An increasing number of poll respondents in B.C. and Canada as a whole are willing to lose government services rather than pay more tax, Marshall says. Fuelling this attitude is a widespread belief that governments are plagued by wasteful spending that should be cut before taxes go up. 


This is one of many popular myths propagated by certain politicians and anti-tax groups that hinder a healthy debate on taxation, says Jonathan Kesselman, a public-policy professor at SFU who has spent years studying tax policy. Of course there’s some waste in government, he says, but not nearly on the scale many believe. Political slogans with little basis in fact often outweigh sound analysis when it comes to taxes, he says, which, understandably, can become frustrating.


The HST, scheduled to be implemented in B.C. in July, is a good example of how the dialogue can get twisted. The HST is both more efficient economically and more transparent democratically than the Provincial Sales Tax, which it will replace, Kesselman argues. The PST is applied to a lot of the costs that go into creating a product, he explains, and thus gets hidden in the final price and passed on to consumers. The HST doesn’t apply to these inputs, so the tax is front and centre for all to see. Making a tax more transparent is generally an honest move by government, but ironically this can also make it less popular. “The more visible these things are,” Kesselman says, “the more people can gripe about it.”


Former B.C. premier and Vancouver mayor Mike Harcourt has been under fire over taxes many times in his career, notably as mayor after Vancouver hosted Expo 86 and as premier when the federal Liberals cut transfer payments to the provinces in the ’90s. It was hard to have productive discussions about taxes then, he says, and it hasn’t got better since.

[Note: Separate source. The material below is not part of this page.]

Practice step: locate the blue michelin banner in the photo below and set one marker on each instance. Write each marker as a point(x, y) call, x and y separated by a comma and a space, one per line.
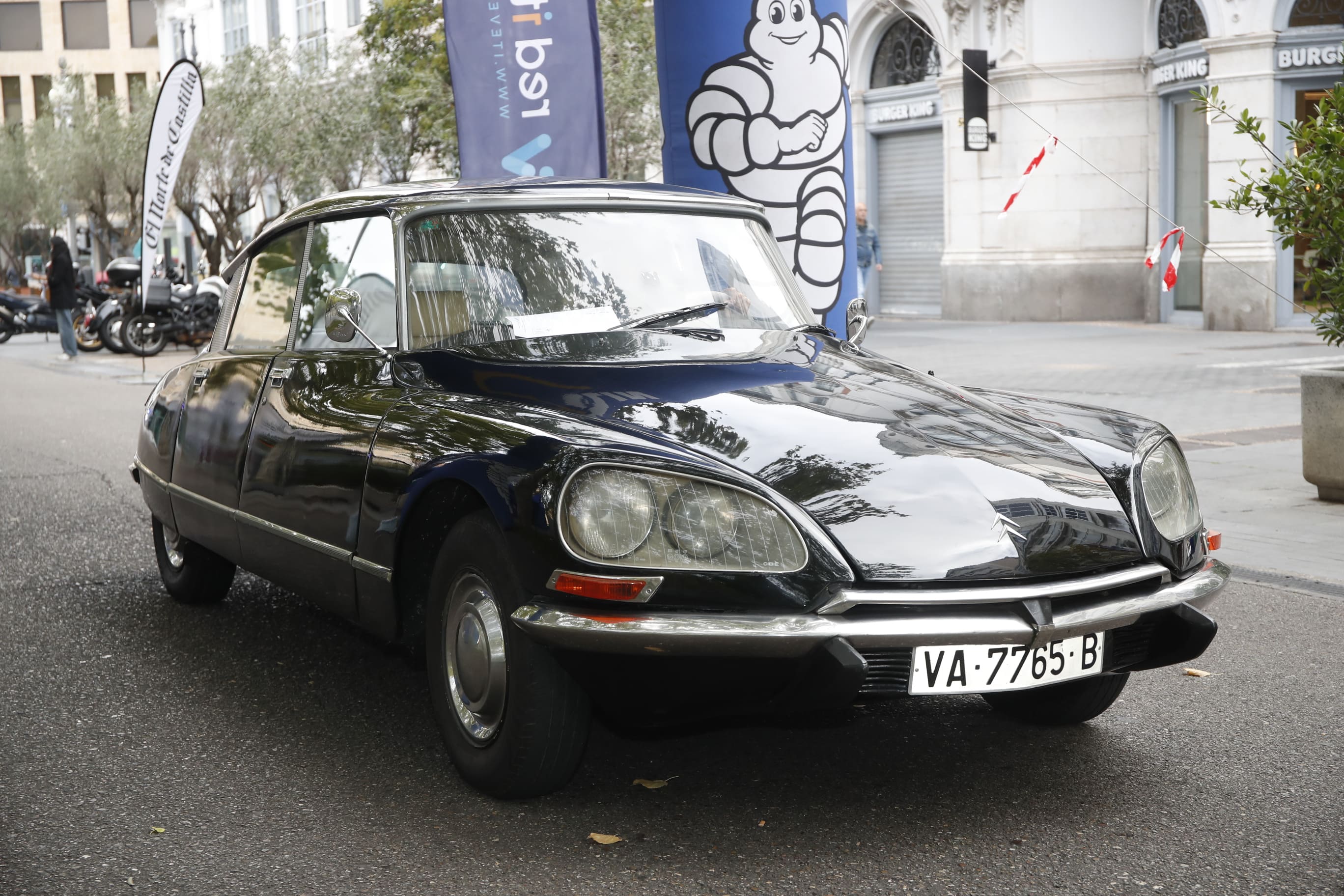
point(527, 84)
point(756, 104)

“There’s a lot of falsehood; there’s a lot of misleading, empty rhetoric and propaganda,” Harcourt says. “I think it’s gotten pathologically dangerous that all taxes are bad. It’s harmful.” These messages do have strong support among many taxpayers, he concedes, but largely because people have been misinformed about government spending. When people are shown exactly how their tax money is spent and get an accurate picture of the services they’re getting, they tend to accept tax levels. This is the kind of discussion that needs to happen more often if there is to be a productive debate about taxation, he says. “It takes some courage, but it is possible.”


Given the opposition to taxation today, SFU’s Kesselman suggests that governments have essentially two options if they want to make changes to the tax system: do it by stealth, without consulting the public, or be prepared to endure a long public-awareness campaign. The latter option might last years, he says, and include a non-partisan experts panel that could thoroughly study and communicate the ugly details. And after much difficult debate and study, he says, “you have to bite the bullet and do it.”